If we were to update our original Foo class to now have a constructor
that requires an unresolvable type "Bang", the effect is that we manage
to double the test performed: TinyIoC will test Bar, Baz, and Qux
successfully before finding that Bang cannot be constructed. With the
knowledge that this constructor cannot be resolved, TinyIoC will then
try the next constructor in line, attempting a second time to resolve
Bar, Baz, and Qux again, not remembering that we've already found them
to be resolvable. The effect here is (4 + 1) * (6 + 6 + 1): Each of the
4 IFooEventHandlers requiring the chain be tested, followed by one final
test in during construction in order to find the appropriate
constructor. The result, given these simplistic classes and their
hierarchy, is 65 tests even though there are only 10 constructors defined
between the 9 classes.

**Summary**

Given these three very real and very common patterns, the effective
number of checks can be in the millions in a larger codebase, taking
20-30 seconds per request, depending on the number of handlers needing
construction.

**Resolution**

The resolution for this issue is rather straightforward: after testing a
Type or constructor, the result should be stored so that it does not
have to be recalculated.

My first approach was to store the value within TinyIoC so that separate
calls to Resolve or ResolveAll would be able to use a common cache. This
turned out to be non-practical though, since calls to these methods can
specify extra parameters that affect resolution, such as named
resolution. Using a global cache would require that either named
resolutions were not cached or that logic was complicated to cache them
while preventing a memory leak.

Given that limitation, I took the approach of creating a cache that gets
passed around internally over the lifetime of the Resolve call and gets
populated as tests occur. This means that repeated calls to Resolve will
perform the same checks, but that each check will only be performed a
single time within a Resolve, changing what could be quadradic growth of
time into linear time.
@JoshuaRogers
Copy link
Author

I've added a test using a deep (though quite ugly) hierarchy.
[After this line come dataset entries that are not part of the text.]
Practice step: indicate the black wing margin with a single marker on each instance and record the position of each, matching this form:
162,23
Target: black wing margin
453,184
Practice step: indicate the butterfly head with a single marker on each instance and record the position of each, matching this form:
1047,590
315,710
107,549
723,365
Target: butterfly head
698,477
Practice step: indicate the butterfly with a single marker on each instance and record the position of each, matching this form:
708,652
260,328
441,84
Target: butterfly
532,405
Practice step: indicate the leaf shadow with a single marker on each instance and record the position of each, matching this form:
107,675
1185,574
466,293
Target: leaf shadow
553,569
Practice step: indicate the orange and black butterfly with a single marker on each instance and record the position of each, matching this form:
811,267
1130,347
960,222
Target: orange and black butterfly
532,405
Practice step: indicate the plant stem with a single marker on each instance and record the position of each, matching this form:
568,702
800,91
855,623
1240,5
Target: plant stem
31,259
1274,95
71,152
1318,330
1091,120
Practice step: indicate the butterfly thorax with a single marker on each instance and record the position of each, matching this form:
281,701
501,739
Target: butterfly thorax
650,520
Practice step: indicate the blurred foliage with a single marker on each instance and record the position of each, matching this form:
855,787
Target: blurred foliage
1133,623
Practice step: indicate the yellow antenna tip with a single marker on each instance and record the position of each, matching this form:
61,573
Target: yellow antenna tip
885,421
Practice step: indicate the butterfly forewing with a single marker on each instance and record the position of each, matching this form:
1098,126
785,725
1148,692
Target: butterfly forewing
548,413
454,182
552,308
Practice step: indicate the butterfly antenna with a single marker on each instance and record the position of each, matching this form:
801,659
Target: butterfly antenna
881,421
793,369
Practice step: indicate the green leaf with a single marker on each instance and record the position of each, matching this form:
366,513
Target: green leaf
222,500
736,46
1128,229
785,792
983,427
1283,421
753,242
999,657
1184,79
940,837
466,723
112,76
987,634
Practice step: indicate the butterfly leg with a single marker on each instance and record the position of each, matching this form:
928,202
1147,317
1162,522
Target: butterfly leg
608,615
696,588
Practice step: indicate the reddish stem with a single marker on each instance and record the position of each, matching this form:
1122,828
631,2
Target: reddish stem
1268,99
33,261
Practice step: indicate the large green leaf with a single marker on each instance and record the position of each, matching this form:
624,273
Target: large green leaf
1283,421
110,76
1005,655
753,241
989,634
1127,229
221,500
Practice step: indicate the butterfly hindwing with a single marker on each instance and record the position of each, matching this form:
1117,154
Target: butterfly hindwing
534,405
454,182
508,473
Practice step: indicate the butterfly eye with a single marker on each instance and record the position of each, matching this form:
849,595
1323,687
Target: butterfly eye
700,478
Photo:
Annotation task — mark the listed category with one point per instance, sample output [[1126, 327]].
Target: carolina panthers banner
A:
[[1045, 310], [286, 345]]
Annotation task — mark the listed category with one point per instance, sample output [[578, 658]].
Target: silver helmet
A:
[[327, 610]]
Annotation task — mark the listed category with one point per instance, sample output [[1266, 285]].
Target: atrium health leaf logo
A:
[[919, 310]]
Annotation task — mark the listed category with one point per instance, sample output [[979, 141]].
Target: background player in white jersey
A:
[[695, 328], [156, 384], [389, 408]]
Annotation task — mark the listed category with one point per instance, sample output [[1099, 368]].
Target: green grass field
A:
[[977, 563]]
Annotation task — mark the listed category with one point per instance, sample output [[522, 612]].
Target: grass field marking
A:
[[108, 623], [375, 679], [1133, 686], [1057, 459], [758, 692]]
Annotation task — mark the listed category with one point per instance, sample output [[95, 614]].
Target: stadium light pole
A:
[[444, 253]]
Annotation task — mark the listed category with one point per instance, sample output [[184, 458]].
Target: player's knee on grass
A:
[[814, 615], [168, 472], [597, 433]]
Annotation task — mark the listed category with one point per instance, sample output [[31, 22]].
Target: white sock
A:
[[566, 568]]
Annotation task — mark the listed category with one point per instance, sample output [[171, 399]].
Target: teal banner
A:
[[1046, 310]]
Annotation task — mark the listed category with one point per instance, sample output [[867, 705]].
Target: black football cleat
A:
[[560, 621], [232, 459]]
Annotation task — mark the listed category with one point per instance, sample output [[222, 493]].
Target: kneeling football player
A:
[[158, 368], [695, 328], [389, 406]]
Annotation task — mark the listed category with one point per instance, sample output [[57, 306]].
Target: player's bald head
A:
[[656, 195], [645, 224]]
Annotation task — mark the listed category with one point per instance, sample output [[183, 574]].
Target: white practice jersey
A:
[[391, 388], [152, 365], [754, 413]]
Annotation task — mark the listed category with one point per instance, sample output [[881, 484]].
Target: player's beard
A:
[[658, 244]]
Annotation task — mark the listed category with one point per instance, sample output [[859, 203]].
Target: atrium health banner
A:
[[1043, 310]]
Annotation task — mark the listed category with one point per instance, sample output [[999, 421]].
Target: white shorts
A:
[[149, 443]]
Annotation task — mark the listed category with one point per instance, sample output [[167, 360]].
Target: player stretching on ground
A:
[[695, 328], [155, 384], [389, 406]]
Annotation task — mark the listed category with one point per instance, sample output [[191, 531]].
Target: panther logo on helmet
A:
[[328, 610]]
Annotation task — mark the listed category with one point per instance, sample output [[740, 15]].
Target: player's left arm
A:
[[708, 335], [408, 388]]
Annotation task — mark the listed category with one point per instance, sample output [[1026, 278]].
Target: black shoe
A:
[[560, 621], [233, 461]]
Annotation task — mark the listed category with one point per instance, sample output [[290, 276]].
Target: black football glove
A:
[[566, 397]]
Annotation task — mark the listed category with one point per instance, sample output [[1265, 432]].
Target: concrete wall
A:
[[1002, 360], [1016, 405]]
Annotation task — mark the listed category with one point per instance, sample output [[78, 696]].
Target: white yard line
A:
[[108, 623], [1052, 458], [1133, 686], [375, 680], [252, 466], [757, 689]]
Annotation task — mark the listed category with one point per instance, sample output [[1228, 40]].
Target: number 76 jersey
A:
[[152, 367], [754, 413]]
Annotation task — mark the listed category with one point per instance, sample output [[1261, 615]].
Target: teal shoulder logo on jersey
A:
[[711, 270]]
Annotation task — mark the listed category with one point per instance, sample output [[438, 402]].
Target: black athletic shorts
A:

Locally, I had to change the project to run on .NET 4.6.1 due to missing SDK dependencies for 4.5, but I did not check that change in. (In case you are curious why the table shows .NET 4.6.1 instead 4.5)

== Results Start Here ==

// * Summary *

BenchmarkDotNet=v0.12.1, OS=Windows 10.0.20348
Intel Xeon CPU E3-1505M v6 3.00GHz, 4 CPU, 4 logical and 4 physical cores
[Host] : .NET Framework 4.8 (4.8.4515.0), X64 RyuJIT
.NET 4.6.1 : .NET Framework 4.8 (4.8.4515.0), X64 RyuJIT
.NET 4.8 : .NET Framework 4.8 (4.8.4515.0), X64 RyuJIT
RyuJitX64 : .NET Framework 4.8 (4.8.4515.0), X64 RyuJIT

Jit=RyuJit Platform=X64

Method Job Runtime Mean Error StdDev Median Gen 0 Gen 1 Gen 2 Allocated
Original_DeepHierarchy .NET 4.6.1 .NET 4.6.1 13,937.3 ms 271.60 ms 333.54 ms 13,883.4 ms 969000.0000 8000.0000 - 5819.09 MB
New_DeepHierarchy .NET 4.6.1 .NET 4.6.1 354.8 ms 8.29 ms 24.06 ms 351.6 ms 16000.0000 - - 98.34 MB
Original_DeepHierarchy .NET 4.8 .NET 4.8 14,441.1 ms 252.93 ms 236.59 ms 14,504.5 ms 969000.0000 8000.0000 - 5819.09 MB
New_DeepHierarchy .NET 4.8 .NET 4.8 350.7 ms 6.99 ms 15.20 ms 353.3 ms 16000.0000 - - 98.34 MB
Original_DeepHierarchy RyuJitX64 .NET 4.8 14,805.7 ms 313.62 ms 894.79 ms 14,856.4 ms 969000.0000 8000.0000 - 5819.09 MB
New_DeepHierarchy RyuJitX64 .NET 4.8 358.1 ms 9.21 ms 27.02 ms 349.2 ms 16000.0000 - - 98.34 MB

@JoshuaRogers
Copy link
Author

@gkarabin : I've attached the benchmark, as requested. Is there anything else that I need to do?

@gkarabin
Copy link
Contributor

gkarabin commented Jan 5, 2023

I can’t speak for the maintainers, like @niemyjski or @grumpydev - they would have to accept/merge.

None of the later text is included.